Antonia. — Pourquoi disait-il cela ?

Nanna. — Parce que je lui faisais accroire que j’en avais planté là neuf à la file, sous l’escalier, en plein mois de janvier, les forçant de faire le pied de grue jusqu’à l’aube. — « Telle nuit, lui jurais-je, que tu étais couché avec moi, un tel se la secouait dans la cave ; la nuit d’après, un tel contait fleurette au puits, dans la cour. » Et lui bien aise ! Pour que je n’eusse pas la tentation de devenir Ambassadrice, il redoubla de cadeaux, disait à tout le monde : « C’est moi qui suis son obligé, suffit. »

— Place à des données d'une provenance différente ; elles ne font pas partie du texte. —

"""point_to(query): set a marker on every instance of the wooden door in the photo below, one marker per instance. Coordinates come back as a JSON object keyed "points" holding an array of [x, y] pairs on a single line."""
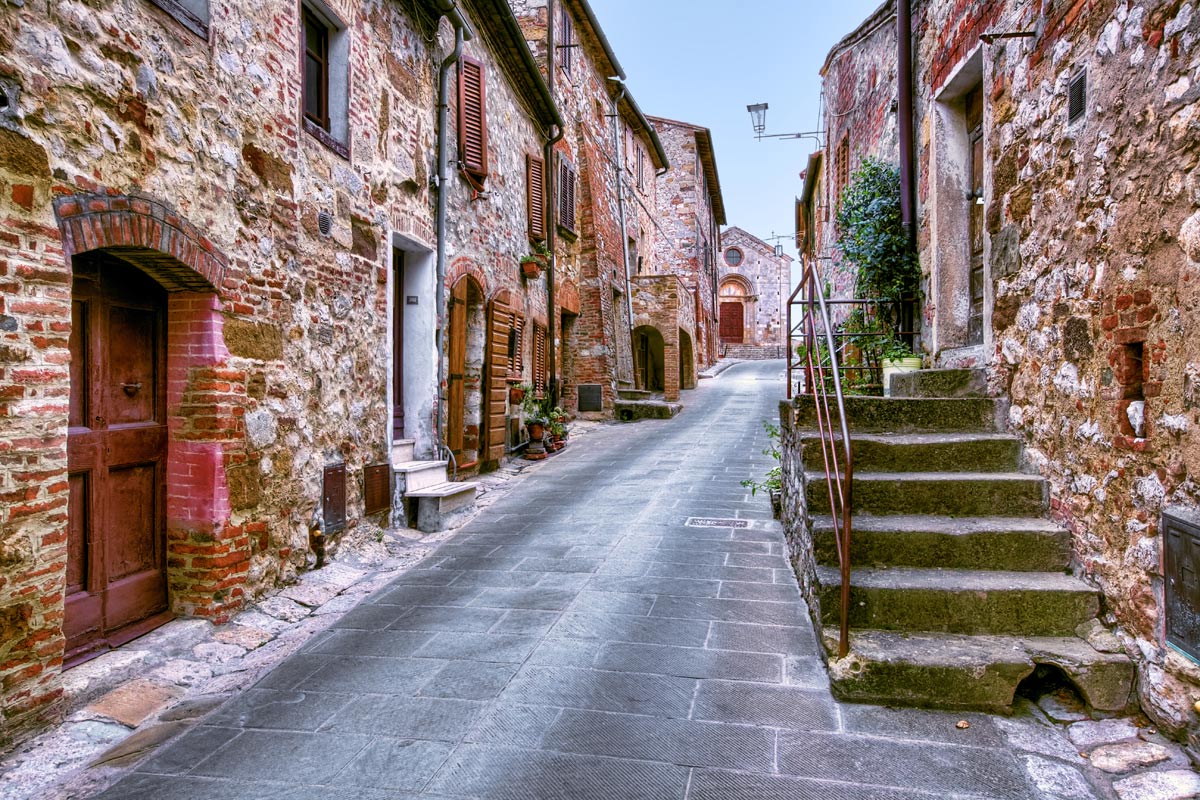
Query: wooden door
{"points": [[731, 323], [117, 444], [976, 212], [397, 344], [456, 397], [496, 368]]}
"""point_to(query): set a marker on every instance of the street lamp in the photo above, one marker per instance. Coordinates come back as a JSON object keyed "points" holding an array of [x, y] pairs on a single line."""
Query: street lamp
{"points": [[759, 119]]}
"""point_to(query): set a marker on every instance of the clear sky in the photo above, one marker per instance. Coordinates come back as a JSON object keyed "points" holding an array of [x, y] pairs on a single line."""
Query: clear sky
{"points": [[703, 61]]}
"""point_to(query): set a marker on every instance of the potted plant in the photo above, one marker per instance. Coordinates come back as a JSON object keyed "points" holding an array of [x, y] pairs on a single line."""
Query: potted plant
{"points": [[897, 358], [535, 262]]}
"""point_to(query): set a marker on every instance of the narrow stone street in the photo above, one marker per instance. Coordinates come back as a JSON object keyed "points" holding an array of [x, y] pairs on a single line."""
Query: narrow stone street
{"points": [[581, 639]]}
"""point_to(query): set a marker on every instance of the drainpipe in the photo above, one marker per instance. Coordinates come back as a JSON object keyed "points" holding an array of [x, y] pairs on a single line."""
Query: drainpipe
{"points": [[621, 206], [551, 212], [904, 53], [462, 32]]}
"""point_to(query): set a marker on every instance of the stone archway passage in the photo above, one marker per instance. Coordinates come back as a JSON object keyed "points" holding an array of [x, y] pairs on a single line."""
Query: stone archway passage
{"points": [[117, 455]]}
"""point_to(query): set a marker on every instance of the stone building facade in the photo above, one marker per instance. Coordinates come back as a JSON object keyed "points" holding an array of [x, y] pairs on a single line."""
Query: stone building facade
{"points": [[754, 284], [1059, 230], [203, 281], [691, 211]]}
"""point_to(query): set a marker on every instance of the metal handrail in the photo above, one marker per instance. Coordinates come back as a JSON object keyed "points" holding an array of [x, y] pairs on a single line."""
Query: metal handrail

Antonia. — Gentilles roueries !

Nanna. — Celle-ci vaut mieux. Je couchais souvent avec un certain secoue-panaches qui, lorsqu’on lui disait : « Méfie-toi d’une telle » se mettait à dire : « Moi ? ah ! c’est à moi que vous parlez ? Ah ! en garnison, à Sienne, à Gênes, à Plaisance, je m’en suis donné quelque peu ; mon argent n’est pas pour les putains, par Dieu non ! » Ce vantard, je m’aperçus de dix écus qu’il avait dans sa bourse ; j’aurais pu les lui prendre la nuit et lui laisser des charbons à la place, mais je les eus autrement, comme tu vas le voir. Il était un jour chez moi, tout caillé du tocsin que battait son cœur, parce que j’avais fait mine d’être coiffée d’un autre.